U-N officials in Eritrea are expressing dismay over a new government rule, which severely restricts the movement of diplomats and international aid workers in the impoverished country. As a result, the government is reviewing its new rule.
The acting resident humanitarian coordinator for the United Nations in Eritrea, Patrick Buckley, says his organization received a letter from the Ministry of Foreign Affairs last Friday.
The letter says that from now on, all foreigners working for embassies, consulates, the Delegation of the European Commission, U-N agencies, and international organizations in Eritrea have to obtain written permission from the government before they can travel within the country.
Only five main roads, within 100 kilometers of the capital Asmara, are exempted from the new travel regulations and travel requests have to be submitted at least 10 days in advance.
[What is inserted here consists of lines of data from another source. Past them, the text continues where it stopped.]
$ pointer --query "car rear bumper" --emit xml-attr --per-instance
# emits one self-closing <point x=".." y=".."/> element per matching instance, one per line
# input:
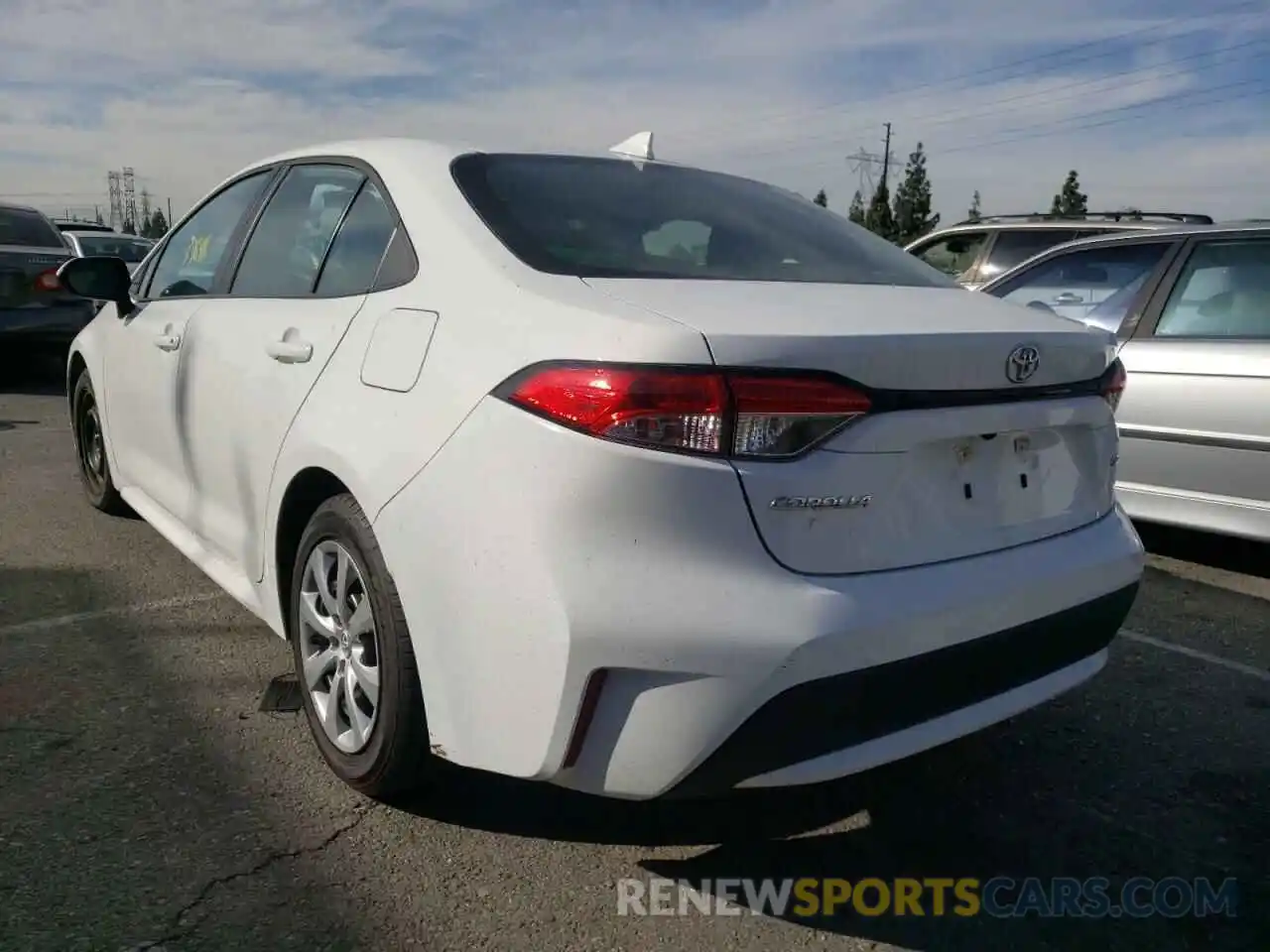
<point x="51" y="324"/>
<point x="529" y="558"/>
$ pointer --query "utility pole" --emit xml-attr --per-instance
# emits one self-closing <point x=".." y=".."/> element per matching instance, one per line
<point x="130" y="198"/>
<point x="885" y="157"/>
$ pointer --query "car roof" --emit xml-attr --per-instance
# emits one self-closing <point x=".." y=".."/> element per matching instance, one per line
<point x="1167" y="231"/>
<point x="18" y="207"/>
<point x="98" y="232"/>
<point x="420" y="154"/>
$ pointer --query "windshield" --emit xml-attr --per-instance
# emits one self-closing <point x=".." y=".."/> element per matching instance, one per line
<point x="616" y="218"/>
<point x="130" y="249"/>
<point x="19" y="226"/>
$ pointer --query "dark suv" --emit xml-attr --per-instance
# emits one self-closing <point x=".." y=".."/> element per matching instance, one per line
<point x="976" y="250"/>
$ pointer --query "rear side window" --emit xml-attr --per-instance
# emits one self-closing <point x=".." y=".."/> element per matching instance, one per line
<point x="289" y="244"/>
<point x="358" y="248"/>
<point x="1106" y="281"/>
<point x="28" y="229"/>
<point x="1014" y="248"/>
<point x="616" y="218"/>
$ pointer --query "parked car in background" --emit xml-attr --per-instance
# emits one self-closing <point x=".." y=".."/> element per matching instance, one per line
<point x="130" y="248"/>
<point x="1191" y="306"/>
<point x="530" y="490"/>
<point x="80" y="225"/>
<point x="35" y="307"/>
<point x="976" y="252"/>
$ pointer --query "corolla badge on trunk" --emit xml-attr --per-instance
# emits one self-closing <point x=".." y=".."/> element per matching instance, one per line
<point x="1023" y="363"/>
<point x="797" y="503"/>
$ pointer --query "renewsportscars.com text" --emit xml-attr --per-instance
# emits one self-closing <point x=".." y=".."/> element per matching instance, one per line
<point x="1092" y="897"/>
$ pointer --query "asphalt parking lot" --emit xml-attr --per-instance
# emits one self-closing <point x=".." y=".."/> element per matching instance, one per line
<point x="145" y="801"/>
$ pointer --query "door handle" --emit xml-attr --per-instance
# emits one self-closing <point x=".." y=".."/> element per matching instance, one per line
<point x="290" y="350"/>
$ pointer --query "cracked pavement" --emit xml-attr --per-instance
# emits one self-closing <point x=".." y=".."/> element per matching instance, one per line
<point x="145" y="802"/>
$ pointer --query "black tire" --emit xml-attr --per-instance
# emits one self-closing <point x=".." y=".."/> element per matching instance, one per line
<point x="90" y="456"/>
<point x="397" y="756"/>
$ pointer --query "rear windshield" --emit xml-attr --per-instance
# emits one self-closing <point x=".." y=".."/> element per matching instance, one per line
<point x="30" y="229"/>
<point x="131" y="250"/>
<point x="615" y="218"/>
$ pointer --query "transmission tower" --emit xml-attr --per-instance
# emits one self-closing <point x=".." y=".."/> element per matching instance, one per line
<point x="130" y="198"/>
<point x="114" y="189"/>
<point x="865" y="166"/>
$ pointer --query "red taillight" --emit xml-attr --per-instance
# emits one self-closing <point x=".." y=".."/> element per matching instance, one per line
<point x="717" y="413"/>
<point x="1112" y="384"/>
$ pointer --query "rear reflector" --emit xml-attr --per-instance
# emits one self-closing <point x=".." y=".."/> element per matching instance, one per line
<point x="715" y="413"/>
<point x="1112" y="384"/>
<point x="585" y="715"/>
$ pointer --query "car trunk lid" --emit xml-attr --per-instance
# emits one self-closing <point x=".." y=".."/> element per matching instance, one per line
<point x="28" y="276"/>
<point x="968" y="449"/>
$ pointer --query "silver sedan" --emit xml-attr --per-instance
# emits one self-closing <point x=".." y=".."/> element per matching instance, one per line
<point x="1192" y="307"/>
<point x="130" y="248"/>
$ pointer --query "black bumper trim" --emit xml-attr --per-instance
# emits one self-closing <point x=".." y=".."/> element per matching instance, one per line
<point x="838" y="712"/>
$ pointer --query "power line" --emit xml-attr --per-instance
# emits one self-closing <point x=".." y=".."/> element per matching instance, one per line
<point x="1047" y="131"/>
<point x="1028" y="62"/>
<point x="989" y="108"/>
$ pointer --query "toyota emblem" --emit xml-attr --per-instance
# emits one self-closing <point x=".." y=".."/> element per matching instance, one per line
<point x="1021" y="363"/>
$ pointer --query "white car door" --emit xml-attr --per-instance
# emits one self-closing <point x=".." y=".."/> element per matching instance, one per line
<point x="1194" y="431"/>
<point x="145" y="388"/>
<point x="255" y="354"/>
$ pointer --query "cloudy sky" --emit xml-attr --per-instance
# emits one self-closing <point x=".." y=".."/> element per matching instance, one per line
<point x="1157" y="103"/>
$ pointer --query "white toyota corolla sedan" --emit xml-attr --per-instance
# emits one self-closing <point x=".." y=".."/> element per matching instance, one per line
<point x="622" y="475"/>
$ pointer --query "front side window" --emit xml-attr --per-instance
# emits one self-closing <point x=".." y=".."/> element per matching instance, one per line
<point x="955" y="254"/>
<point x="1014" y="248"/>
<point x="27" y="229"/>
<point x="130" y="249"/>
<point x="189" y="262"/>
<point x="1101" y="284"/>
<point x="1222" y="293"/>
<point x="615" y="218"/>
<point x="286" y="250"/>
The Eritrean government says the measure is designed in part to enhance security for people traveling around the country. But Mr. Buckley predicts the restrictions could severely disrupt critical aid operations.
"It would make it very difficult for the agencies to operate because one of the requirements that we have is that we are able to access all sites. And if we have to apply 10 days in advance for clearance, it is not always possible to do this and to be specific with respect to route, time and date. It could slow down or delay the reaction to an emergency."
After vocal protests by the United Nations, government officials in Asmara held a meeting on Monday to review the new travel measure. U-N officials say they remain hopeful the restrictions will be soon be amended or lifted altogether.
The U-N World Food Program estimates nearly one-and-one-half-million people in Eritrea are in need of immediate food aid. The organization says a combination of drought and the effects of a bloody two-year border war with Ethiopia are taking a massive humanitarian toll, especially among women and children.